Forgetting meant two terrible things. One, it suggested I didn’t value our friendship. Two, it meant that my mind could not be trusted.

I have another friend who drove hours to take her daughter to camp only to find out that camp started the next day. I could imagine that happening to me. I hear story after story about people forgetting life. Maybe disproportionately it is parents, but it is all of us.

We are overworked. We are over-stimulated. We are tired. You would think I’d gotten better since the missed wedding.

But just this past Sunday, I arrived at a birthday party venue only to discover the event was the day before. My three-year old was wearing her pinkest dress. The one with a tu-tu skirt. It was her first birthday party. She talked about it all week. And I could only think to console her by walking her over to the adjacent grocery store to buy a cupcake. Instead she asked for a cucumber.

Back at home, I washed and sliced the cucumber. I watched her eat, and I envied her mind. She has things on her side like youth and no responsibilities. Grown-ups are busy. Work does not end at 5 pm or on Friday anymore. When people say TGIF, I wonder why. I still have a weekend full of more work to do. Grown-ups have distraction. After all, our phones are not just phones, but camera and video camera, video games, TV and movies. Computer and telegraph and radio.

Being busy and distracted are terrible reasons to forget.

I sat in my car this week. I was all alone and parked in my garage. Even in the relative shade and safety, it grew hot. I have a mini-van with four car seats. They were so empty. I could barely see them in the rearview mirror. I was trying to see behind me. I was trying to gauge my mind and the past. I tried to remember the things I had a habit of forgetting.

My father died in November. I remember sitting in the funeral home with my mother and sisters. The funeral director peppered us with questions.

“What was his social security number?”

My mother said the number without glancing at any papers or anyone in the room. After a few more questions, the man asked, “How long were you married?”

My mother paused. She looked at me and my sisters.

“What year did you get married?” the man asked again. My mother had no answer.

My sisters and I started to calculate. “Forty-seven years.” They’d been married 47 years and my mother had forgotten. We blamed it on grief and shock and the rush of questions.

Maybe forgetting has a little to do with being busy or distracted. Maybe forgetting is a paralysis of our mind when we are stressed. Maybe it is a bigger danger than we think. I am more afraid of forgetting than I am of other dangerous things.

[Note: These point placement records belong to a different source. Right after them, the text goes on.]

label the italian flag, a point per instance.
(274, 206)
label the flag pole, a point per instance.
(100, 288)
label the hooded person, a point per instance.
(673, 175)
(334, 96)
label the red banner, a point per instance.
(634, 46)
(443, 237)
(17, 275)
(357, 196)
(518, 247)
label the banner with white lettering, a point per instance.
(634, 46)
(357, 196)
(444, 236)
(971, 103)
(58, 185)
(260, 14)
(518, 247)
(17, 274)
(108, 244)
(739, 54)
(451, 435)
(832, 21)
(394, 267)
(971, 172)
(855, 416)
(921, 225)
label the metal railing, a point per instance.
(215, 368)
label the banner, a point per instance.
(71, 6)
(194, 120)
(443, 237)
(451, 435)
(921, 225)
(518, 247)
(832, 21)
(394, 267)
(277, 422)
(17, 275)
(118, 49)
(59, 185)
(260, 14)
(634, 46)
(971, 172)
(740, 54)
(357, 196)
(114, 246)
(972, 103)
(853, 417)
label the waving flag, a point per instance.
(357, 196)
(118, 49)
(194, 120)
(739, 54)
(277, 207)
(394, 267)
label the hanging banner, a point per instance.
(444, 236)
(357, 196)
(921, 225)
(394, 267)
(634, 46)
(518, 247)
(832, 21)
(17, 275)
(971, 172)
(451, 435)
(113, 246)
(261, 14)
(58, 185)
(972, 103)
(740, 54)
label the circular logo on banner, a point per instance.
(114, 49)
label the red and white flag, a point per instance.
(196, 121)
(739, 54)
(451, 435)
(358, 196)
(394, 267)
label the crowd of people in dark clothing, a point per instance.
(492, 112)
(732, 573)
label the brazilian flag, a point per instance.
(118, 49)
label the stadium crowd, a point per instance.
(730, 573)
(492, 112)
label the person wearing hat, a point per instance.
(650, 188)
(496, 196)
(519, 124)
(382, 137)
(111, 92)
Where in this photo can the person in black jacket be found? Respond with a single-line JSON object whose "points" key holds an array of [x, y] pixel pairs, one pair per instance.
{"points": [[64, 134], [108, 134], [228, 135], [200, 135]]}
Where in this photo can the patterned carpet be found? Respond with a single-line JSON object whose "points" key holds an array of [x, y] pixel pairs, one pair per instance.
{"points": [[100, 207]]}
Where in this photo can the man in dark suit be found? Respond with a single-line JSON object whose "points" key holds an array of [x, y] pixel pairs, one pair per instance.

All through the funeral and the weeks after my father’s death, people would repeat this comment about my then two-year-old. “She will be the one to forget him. She will never remember her grandfather.” My 16-year-old niece was lucky, they would say. She was sadder, but she would have memories of her Papa. Forgetting was worse.

There are so many reasons why people cry when someone dies. I finally understand that grief this week. I thought it was about the absence. I thought it was the selfish wish for one more day. But our tears are because we fear forgetting those we love. And we fear being forgotten.

Nicki Salcedo is a Decatur resident and Atlanta native. She is a novelist, blogger, and a working mom.